On March 8, 1948, their Canadian Pacific steamship, Beaverbrae, arrived in Halifax. Jewish women greeted and fed them, before helping them on to trains for Toronto, where, Rose recalled, “The whole Singer family waited for us.” In Canada, with the incredible love and support of her extended family, Rose began a new chapter of her life. Taken in by these relatives, whose names were new to her and who spoke a different language, Rose was slowly able to rebuild a sense of hope for the future. She would never forget the help and kindness of friends and family – the people she referred to as lantzmen and mispucha.
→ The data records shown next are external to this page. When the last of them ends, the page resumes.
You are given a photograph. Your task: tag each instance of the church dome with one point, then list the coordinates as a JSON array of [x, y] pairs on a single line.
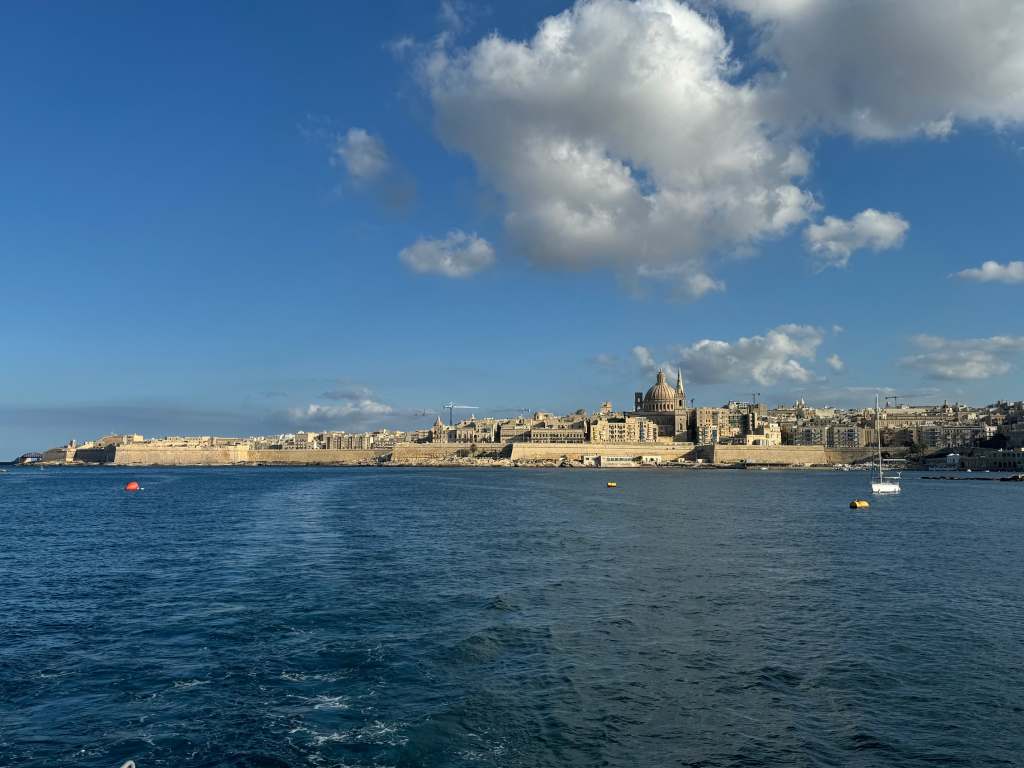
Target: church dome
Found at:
[[660, 396]]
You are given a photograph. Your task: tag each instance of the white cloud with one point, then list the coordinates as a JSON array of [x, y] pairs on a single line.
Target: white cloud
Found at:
[[458, 255], [604, 359], [643, 357], [878, 69], [363, 155], [779, 354], [965, 358], [352, 410], [836, 240], [619, 136], [993, 271]]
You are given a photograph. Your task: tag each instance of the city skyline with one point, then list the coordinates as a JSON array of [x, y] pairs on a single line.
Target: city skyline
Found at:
[[342, 221]]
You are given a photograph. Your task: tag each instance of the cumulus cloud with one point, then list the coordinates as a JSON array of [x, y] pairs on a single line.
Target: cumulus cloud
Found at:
[[993, 271], [643, 357], [458, 255], [604, 359], [628, 134], [780, 354], [964, 358], [878, 69], [619, 136], [363, 155], [353, 410], [835, 240]]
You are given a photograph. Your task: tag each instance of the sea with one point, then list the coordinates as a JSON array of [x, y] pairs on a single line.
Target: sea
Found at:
[[386, 616]]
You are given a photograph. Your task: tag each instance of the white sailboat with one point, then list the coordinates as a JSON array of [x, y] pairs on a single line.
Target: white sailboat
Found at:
[[885, 483]]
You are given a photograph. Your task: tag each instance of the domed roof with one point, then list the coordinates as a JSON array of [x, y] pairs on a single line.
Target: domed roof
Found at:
[[659, 395]]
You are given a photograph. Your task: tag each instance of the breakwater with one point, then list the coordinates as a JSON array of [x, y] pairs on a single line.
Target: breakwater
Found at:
[[140, 455]]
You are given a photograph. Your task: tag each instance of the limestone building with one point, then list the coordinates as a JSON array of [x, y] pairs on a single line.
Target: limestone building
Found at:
[[665, 406]]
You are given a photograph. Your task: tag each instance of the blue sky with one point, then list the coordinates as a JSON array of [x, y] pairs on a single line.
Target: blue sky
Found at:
[[202, 214]]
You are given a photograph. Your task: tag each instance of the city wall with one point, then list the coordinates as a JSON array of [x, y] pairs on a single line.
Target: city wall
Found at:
[[325, 456], [414, 453], [178, 456], [576, 451], [791, 455], [181, 456]]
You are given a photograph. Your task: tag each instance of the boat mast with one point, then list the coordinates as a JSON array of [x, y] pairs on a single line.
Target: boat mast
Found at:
[[878, 433]]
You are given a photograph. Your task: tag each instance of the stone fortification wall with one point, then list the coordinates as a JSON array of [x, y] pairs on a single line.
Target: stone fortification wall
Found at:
[[576, 451], [791, 455], [141, 455], [94, 455], [326, 456], [413, 453], [179, 456]]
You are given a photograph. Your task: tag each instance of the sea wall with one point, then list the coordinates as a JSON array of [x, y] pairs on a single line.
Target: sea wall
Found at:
[[141, 455], [181, 456], [415, 453], [325, 456], [791, 455], [576, 451]]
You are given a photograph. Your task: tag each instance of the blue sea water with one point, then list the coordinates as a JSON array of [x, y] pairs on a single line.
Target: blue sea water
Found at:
[[507, 617]]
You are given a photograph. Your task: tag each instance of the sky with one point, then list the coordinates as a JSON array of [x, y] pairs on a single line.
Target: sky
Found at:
[[249, 218]]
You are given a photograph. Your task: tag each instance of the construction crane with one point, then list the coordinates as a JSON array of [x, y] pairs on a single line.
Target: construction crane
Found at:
[[452, 408]]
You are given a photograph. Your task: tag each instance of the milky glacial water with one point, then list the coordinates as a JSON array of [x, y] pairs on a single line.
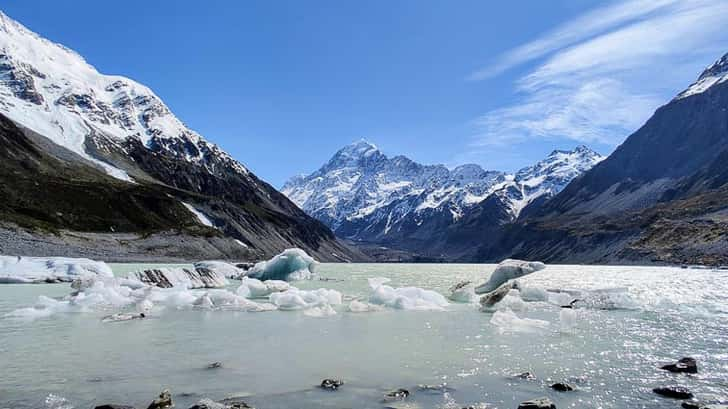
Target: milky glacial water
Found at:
[[275, 359]]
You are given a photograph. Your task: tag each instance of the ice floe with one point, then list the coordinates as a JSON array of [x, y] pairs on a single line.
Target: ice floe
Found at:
[[254, 288], [508, 270], [291, 264], [14, 269], [405, 298]]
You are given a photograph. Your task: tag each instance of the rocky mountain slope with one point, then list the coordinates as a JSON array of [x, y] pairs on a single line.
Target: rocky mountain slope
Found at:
[[368, 197], [661, 197], [87, 152]]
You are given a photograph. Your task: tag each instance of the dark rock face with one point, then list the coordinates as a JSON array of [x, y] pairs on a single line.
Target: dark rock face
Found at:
[[562, 387], [676, 392], [656, 199], [539, 403], [331, 384], [684, 365]]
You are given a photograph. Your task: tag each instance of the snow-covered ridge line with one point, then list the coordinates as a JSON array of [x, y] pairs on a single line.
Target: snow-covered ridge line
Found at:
[[716, 73], [361, 186], [53, 91]]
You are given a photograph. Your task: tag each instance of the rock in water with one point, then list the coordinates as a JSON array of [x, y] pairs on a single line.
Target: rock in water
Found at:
[[463, 291], [399, 394], [525, 375], [291, 264], [562, 387], [676, 392], [181, 277], [508, 270], [164, 401], [221, 268], [684, 365], [224, 404], [331, 384], [539, 403]]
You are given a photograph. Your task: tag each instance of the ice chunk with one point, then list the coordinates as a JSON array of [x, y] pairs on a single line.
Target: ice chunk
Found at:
[[507, 321], [292, 264], [325, 310], [508, 270], [49, 269], [405, 298], [359, 306], [295, 299], [253, 288], [221, 268], [533, 294], [567, 318], [180, 277], [463, 291]]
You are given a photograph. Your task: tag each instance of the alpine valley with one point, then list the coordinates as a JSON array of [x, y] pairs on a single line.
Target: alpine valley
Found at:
[[661, 197], [428, 210], [96, 165]]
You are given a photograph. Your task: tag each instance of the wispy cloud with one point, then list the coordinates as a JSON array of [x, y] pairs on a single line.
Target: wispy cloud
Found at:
[[600, 76]]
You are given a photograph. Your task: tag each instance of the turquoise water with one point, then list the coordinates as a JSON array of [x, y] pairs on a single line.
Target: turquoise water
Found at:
[[275, 359]]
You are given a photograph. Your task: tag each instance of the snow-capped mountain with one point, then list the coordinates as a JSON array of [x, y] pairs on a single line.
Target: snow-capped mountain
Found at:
[[53, 91], [364, 195], [71, 125]]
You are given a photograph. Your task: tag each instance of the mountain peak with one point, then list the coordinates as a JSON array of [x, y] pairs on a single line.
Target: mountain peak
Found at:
[[716, 73]]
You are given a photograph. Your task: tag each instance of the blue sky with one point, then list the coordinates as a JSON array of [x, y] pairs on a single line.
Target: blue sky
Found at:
[[282, 85]]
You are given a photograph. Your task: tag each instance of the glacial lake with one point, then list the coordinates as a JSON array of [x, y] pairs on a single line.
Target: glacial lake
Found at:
[[610, 349]]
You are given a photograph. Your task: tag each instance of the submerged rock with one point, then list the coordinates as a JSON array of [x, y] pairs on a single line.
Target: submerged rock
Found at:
[[684, 365], [562, 387], [398, 394], [331, 384], [435, 389], [538, 403], [525, 375], [181, 277], [676, 392], [164, 401], [508, 270], [224, 404]]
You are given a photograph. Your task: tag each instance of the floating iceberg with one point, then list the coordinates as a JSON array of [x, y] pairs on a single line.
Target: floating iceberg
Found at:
[[295, 299], [222, 268], [405, 298], [292, 264], [463, 291], [508, 270], [507, 321], [181, 277], [253, 288], [49, 269]]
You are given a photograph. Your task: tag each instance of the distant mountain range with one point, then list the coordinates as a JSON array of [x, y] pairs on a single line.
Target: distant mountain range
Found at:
[[365, 196], [102, 155], [661, 197]]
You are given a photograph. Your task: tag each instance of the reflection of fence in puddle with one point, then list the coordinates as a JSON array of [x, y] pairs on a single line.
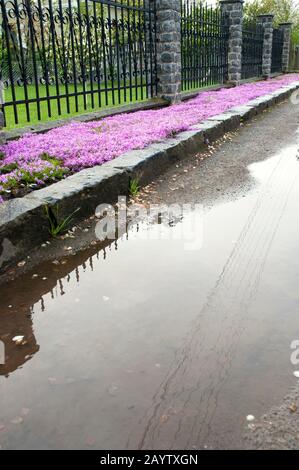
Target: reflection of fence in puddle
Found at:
[[56, 282], [18, 320]]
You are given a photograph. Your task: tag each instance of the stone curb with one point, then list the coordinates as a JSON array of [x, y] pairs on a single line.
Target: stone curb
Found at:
[[23, 224]]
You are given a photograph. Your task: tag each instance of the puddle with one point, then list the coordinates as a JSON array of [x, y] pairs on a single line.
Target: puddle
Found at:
[[145, 344]]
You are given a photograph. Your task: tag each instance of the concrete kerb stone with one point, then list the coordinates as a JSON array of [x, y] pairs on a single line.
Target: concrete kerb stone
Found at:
[[23, 221]]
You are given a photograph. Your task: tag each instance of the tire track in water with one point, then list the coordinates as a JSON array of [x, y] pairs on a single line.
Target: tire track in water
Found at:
[[188, 396]]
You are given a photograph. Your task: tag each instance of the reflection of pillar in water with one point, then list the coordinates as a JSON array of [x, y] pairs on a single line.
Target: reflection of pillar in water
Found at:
[[14, 355]]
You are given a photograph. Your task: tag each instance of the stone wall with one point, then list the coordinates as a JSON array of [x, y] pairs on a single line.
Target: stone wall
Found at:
[[233, 11]]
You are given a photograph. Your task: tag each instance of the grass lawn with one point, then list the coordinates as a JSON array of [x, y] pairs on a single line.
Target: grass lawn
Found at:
[[69, 106]]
On a Sunday, just two weeks after Rose arrived in Toronto, there was a knock at the door. There stood Joseph Gastfreund. He had noticed her when she entered his train car in Bremenhaven and had taken down the address from her suitcase! Joseph had first gone to London, Ontario, to live with an aunt who sponsored his entry into Canada, but decided that the city was too quiet for him and made his way to Toronto. On Yom Kippur in 1949, Rose and Joseph got engaged and started a wonderful new life together in Canada. Their families arranged a wedding on June 4, 1950 at the Ostrovtzer Society, established to support emigres from Ostrowiec in Toronto. The help they both received from families was never taken for granted or forgotten, and the couple subsequently offered the same warm welcome and support to those who came to Canada after them.
In June 1951, these two orphans of the Holocaust had a daughter, Sima. Norman and Myer followed in 1952 and 1956. While family came first for the Godfreys (the name was changed from Gastfreund in 1953), maintaining and celebrating their Jewish heritage ranked a close second. Rose and Joseph sent their three children to Associated Hebrew Schools of Toronto and, later in life, created a fund to help other children attend the Jewish day school. In 1957, they also helped establish Beth El Synagogue, originally in the garage of an apartment building Joe built on Lawrence Avenue, which merged with Temple Emanu-El in 1969.
In 1979, Rose and Joe started a new journey as grandparents. They were overjoyed to see their family grow in the years ahead as they welcomed David, Laura, Benjamin, Lulu, Deena, Shauna and Sam, and they developed special bonds with all of their grandchildren. On May 19, 1998, after nearly 50 years together, Rose’s beloved husband, Joe, passed away. They were an inseparable couple and the loss was very painful for Rose but, strong as ever, she persevered, buying a new home, hosting dinners for family and friends and regularly having her grandchildren over. Rose also maintained close ties with Temple Emanu-el, participating in morning minyan almost daily and regularly attending Shabbat services, in addition to taking part in lectures and special events at the synagogue.
In her later years, Rose enjoyed the wonder of becoming a great-grandparent to Ayden, Joseph, Rory, Jack (Heschel 2030) and Lyla (Heschel 2032). In addition, throughout her life, Rose remained bonded to her sister, Fay, and brothers, Moishe and Yehudah. In fact, Rose and her sister passed away within hours of each other on the same day, September 28, 2022. Despite the challenges she faced, Rose always lived life forward, sustained by her faith, family and friendships. As she wrote in her living will in 2015, she and Joe cherished life, a legacy that she passed on to her children, grandchildren and great-grandchildren.